- Location: Palo Colorado Canyon, Monterey County, USA
- Nearest city: Carmel, California
- Coordinates: 36°22′07″N 121°50′18.9″W﻿ / ﻿36.36861°N 121.838583°W
- Area: 1,534 acres (6.21 km^{2})
- Established: 2000
- Governing body: Monterey Peninsula Regional Park District
- Website: Mill Creek Redwood Preserve

= Mill Creek Redwood Preserve =

Protected area in Big Sur, California

The 1,534 acre Mill Creek Redwood Preserve is located in Big Sur, California, 6.8 mi from Highway 1 on Palo Colorado Road. The park is owned by the Monterey Peninsula Regional Park District. To alleviate resistance by residents of Palo Colorado Canyon who were concerned about the impact of traffic on the narrow, one-lane road, access was limited to six visitors per day who must obtain a permit in advance from the district. The preserve was pieced together from several large properties between 1988 and 2000 at a cost of $2 million. When open, it is only accessible via trail from the road. The preserve was severely damaged by the Soberanes fire and is closed indefinitely.

== History ==

The land to the south of Palo Colorado Canyon was formerly owned by Charles Henry Bixby, namesake of the Bixby Creek Bridge. In 1906, when the available commercial timber was depleted, Bixby sold his land to the Monterey Lime Company. Lime was in demand as an ingredient in concrete to help re-build San Francisco following the 1906 San Francisco earthquake. The company built a 3 mile aerial tram to transport the limestone from Long Ridge to Bixby's Landing, a small community that grew up around the Bixby Homestead. Eventually, the exhaustion of local fuel, wood and high operating costs closed the kilns in 1910. The tram remained in business for a time to off and on-load supplies for the community from schooners. Activity picked up in 1917 when Pacific Grove's T. A. Work and A. W. Furlong built and operated a logging mill further up the canyon in the preserve. Local Japanese from the peninsula were hired, a camp was constructed, and several steam-donkeys were brought in from San Francisco. Most of the lumber was hoisted up out of the canyon by cables and down what is now Palo Colorado Canyon Road by oxen.

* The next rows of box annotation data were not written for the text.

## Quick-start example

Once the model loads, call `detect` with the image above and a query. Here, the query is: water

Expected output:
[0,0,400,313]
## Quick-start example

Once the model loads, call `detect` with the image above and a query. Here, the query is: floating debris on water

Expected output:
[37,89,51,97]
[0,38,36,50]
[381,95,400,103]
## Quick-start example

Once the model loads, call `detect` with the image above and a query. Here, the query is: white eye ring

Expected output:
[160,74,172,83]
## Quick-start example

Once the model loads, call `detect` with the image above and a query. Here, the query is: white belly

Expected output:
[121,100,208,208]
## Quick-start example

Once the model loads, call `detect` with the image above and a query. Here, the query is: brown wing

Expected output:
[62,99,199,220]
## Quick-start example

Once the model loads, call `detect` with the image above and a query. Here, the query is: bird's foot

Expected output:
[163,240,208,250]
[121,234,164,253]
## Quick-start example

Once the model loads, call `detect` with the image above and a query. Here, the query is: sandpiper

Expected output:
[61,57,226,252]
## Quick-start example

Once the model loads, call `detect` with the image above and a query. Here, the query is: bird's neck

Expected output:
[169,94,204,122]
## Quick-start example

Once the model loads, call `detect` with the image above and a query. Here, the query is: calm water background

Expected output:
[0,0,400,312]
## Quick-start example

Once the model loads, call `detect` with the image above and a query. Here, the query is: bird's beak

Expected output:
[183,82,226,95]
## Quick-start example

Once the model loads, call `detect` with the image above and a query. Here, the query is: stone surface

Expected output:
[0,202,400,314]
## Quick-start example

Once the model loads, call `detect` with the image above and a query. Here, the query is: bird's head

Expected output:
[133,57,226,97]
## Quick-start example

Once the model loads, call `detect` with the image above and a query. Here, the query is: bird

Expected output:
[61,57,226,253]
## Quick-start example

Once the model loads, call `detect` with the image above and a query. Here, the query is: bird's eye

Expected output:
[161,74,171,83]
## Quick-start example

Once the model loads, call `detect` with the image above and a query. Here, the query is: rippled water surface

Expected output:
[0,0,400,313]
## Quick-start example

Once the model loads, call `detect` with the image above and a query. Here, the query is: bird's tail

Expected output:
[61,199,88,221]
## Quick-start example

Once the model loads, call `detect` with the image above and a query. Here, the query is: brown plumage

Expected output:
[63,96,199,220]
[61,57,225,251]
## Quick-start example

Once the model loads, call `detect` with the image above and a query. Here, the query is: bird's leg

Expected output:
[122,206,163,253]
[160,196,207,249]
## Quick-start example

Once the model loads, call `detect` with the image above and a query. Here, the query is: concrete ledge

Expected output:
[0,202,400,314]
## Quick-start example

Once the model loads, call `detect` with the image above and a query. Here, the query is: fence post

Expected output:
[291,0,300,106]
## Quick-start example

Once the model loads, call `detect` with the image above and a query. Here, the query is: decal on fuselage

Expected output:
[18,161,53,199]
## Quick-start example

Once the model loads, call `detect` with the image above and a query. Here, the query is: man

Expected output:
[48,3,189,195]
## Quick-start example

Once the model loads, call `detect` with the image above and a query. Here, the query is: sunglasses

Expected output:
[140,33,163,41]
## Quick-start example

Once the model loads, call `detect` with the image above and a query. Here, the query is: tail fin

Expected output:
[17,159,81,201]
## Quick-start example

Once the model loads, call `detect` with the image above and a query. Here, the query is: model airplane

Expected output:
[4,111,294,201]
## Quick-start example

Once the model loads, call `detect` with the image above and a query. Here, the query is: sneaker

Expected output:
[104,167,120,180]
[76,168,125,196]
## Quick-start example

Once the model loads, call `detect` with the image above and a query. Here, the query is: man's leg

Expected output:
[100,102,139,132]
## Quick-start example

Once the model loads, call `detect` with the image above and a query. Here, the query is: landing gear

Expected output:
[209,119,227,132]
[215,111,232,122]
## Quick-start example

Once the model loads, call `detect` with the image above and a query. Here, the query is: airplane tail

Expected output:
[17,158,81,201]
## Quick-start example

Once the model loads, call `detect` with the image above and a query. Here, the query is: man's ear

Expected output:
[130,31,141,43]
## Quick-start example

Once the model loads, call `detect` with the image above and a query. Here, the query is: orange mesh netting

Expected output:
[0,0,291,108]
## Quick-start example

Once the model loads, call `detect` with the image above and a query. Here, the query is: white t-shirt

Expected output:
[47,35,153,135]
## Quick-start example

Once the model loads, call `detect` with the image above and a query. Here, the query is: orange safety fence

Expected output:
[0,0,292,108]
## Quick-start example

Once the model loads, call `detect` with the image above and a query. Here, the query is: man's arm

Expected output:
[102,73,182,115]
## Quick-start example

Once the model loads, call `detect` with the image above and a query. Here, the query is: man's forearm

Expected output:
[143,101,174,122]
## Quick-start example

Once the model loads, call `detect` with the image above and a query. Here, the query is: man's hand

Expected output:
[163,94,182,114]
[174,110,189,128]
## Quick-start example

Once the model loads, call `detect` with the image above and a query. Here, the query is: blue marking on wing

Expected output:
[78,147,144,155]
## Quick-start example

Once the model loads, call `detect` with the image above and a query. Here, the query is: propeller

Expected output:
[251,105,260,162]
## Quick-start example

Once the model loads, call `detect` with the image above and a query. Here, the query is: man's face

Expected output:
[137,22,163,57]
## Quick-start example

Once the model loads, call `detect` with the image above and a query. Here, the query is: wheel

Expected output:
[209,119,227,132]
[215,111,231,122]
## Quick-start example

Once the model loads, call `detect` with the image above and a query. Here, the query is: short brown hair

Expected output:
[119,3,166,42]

The mill was closed in 1935 after the marketable timber was cut. Logging was renewed in 1946 when Charles Vander Ploeg built a mill in Beartrap Canyon. This mill was short-lived when a human-caused fire in 1949 destroyed the mill and killed two loggers. Evidence suggests that the redwood logging at that time was for fence posts. Logging once again found its way into the preserve for a few years in the early ‘60's. This time the trees were cut in the Turner Creek drainage. This area is in the very upper reach of the canyon and the logging was sporadic and selective. By 1986 the Humboldt County-based Philo Lumber Company owned the land. Their plan to harvest over a million board feet of redwood and then build upscale residences in the area was only derailed by the savings and loan crisis, when the land was seized by federal financial regulators. After two years of negotiations the Federal Land Bank sold the property to the Big Sur Land Trust, which in turn sold it to the Monterey Peninsula Regional Park District in 1988.

== Trails ==

The district joined the seized land with three adjacent properties to form the Mill Creek Redwood Preserve. The park district trail boss Chris Reed worked with AmeriCorps volunteers and prison crews to build a 2.75 mi trail from Palo Colorado Road to an overlook, which was completed over eight years. The trail was opened on June 30, 2006. An 9 mile loop trail is also planned.

==Limited access==

Responding to concerns of canyon residents about traffic on narrow Palo Colorado Road, the county agreed to limit access to six permits per day. When open, visitors are required to obtain a permit in advance from the Monterey Peninsula Regional Park District. The trail head is located 6.8 mi inland on Palo Colorado Road.

== Closure ==

The preserve was closed when the Soberanes Fire was started by campers in Garrapata Canyon who left a fire untended on July 22, 2016. The fire burned through Palo Colorado Canyon in less than two days, destroying 57 homes and 11 outbuildings in the Garrapata and Palo Colorado Canyon areas. The following winter Rocky Creek washed out the Palo Colorado road, and additional slides and slip outs closed the road. Monterey County states that it does not have the funds to repair the road, preventing visitors from accessing the park. The preserve was also severely damaged by the fire and is closed indefinitely.